Nowadays, Japanese rarely wear kimonos in everyday life, reserving them for occasions such as weddings, funerals, tea ceremonies or other special events such as summer festivals.

Kimono Symbolism

The images used on kimonos often have complex layers of meaning. The most popular bird depicted on kimonos is the crane. It is said to live for a thousand years and to inhabit the land of the immortals. It is a symbol of longevity and good fortune.

Certain motifs have been used to indicate virtues or qualities of the wearer, or relate to the season or occasion such as weddings and festivals where it brings good luck to the wearer.

Colours also have strong metaphorical and cultural meanings. Dyes are seen as embodying the spirit of the plants from which they are derived.

It is also believed that any medicinal property is transferred to the coloured substance. For example, blue is derived from indigo, which is used to treat bites and stings, so wearing blue fabric is considered a repellent against snakes and insects.

With the introduction of the concept of the five elements from China to Japan in the 6th century, colours took on a cosmological dimension. Fire, water, earth, wood and metal are associated with certain directions, seasons, virtues and colours.

Black, for example, corresponds to water, the north, winter and wisdom. Colours also have a strong poetic meaning. Purple, for example, is a metaphor for undying love, the symbolism deriving from the fact that gromwell (murasaki), the plant from which the dye is extracted, has very long roots.

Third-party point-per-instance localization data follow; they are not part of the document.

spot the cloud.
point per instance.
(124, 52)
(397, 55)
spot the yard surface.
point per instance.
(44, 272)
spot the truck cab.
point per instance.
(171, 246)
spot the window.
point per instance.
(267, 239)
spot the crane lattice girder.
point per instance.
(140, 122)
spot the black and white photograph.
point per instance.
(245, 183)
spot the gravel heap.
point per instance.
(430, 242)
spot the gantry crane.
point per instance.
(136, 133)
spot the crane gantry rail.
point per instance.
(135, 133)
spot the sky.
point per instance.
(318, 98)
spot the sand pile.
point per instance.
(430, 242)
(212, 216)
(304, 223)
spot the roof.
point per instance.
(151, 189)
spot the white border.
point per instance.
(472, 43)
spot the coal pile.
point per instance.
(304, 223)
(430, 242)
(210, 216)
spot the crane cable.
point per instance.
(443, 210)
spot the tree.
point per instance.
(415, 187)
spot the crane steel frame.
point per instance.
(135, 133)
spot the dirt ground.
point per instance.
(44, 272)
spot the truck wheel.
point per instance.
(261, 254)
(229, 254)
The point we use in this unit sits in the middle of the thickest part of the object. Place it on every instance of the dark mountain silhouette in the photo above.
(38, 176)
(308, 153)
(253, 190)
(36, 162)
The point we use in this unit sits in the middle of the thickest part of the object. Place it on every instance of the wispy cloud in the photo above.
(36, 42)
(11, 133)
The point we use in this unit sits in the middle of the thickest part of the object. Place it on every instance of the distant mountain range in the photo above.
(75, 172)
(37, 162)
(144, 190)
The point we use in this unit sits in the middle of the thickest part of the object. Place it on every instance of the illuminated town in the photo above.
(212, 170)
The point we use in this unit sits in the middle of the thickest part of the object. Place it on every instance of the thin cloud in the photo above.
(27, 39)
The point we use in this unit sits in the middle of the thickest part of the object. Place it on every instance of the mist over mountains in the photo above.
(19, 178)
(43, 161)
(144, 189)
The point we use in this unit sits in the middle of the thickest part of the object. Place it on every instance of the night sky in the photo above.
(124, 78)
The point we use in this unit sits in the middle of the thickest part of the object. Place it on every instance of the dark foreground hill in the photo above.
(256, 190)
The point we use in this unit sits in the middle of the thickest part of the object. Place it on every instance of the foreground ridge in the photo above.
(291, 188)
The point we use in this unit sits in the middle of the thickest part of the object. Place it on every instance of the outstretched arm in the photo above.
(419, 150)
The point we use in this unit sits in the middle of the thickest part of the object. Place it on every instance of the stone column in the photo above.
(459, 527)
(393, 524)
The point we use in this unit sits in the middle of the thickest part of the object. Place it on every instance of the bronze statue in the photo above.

Perhaps the most popular colour for kimonos is red, derived from the safflower (benibana). Red represents youthful glamour and allure and is therefore suitable for young women's garments.

Kimono Motifs

The richest source of kimono motifs comes from nature. Flowers such as peonies, wisteria, bush clover and hollyhocks often appear on garments. Many of them, for example cherry blossom, chrysanthemums and maple leaves, have seasonal significance.

Pine, bamboo and plum are collectively known as the Three Friends of Winter (shōchikubai) and are symbols of longevity, endurance and renewal.

The pine is an evergreen tree and lives for many years, the bamboo bends in the wind but never breaks, and the plum is the first tree to flower every year. The plum is especially popular for winter kimonos because it suggests that spring is not far away.

Birds, animals, butterflies and dragonflies also appear on kimonos, along with other motifs from nature, such as water, snow and clouds. Some kimonos depict entire landscapes with mountains and streams.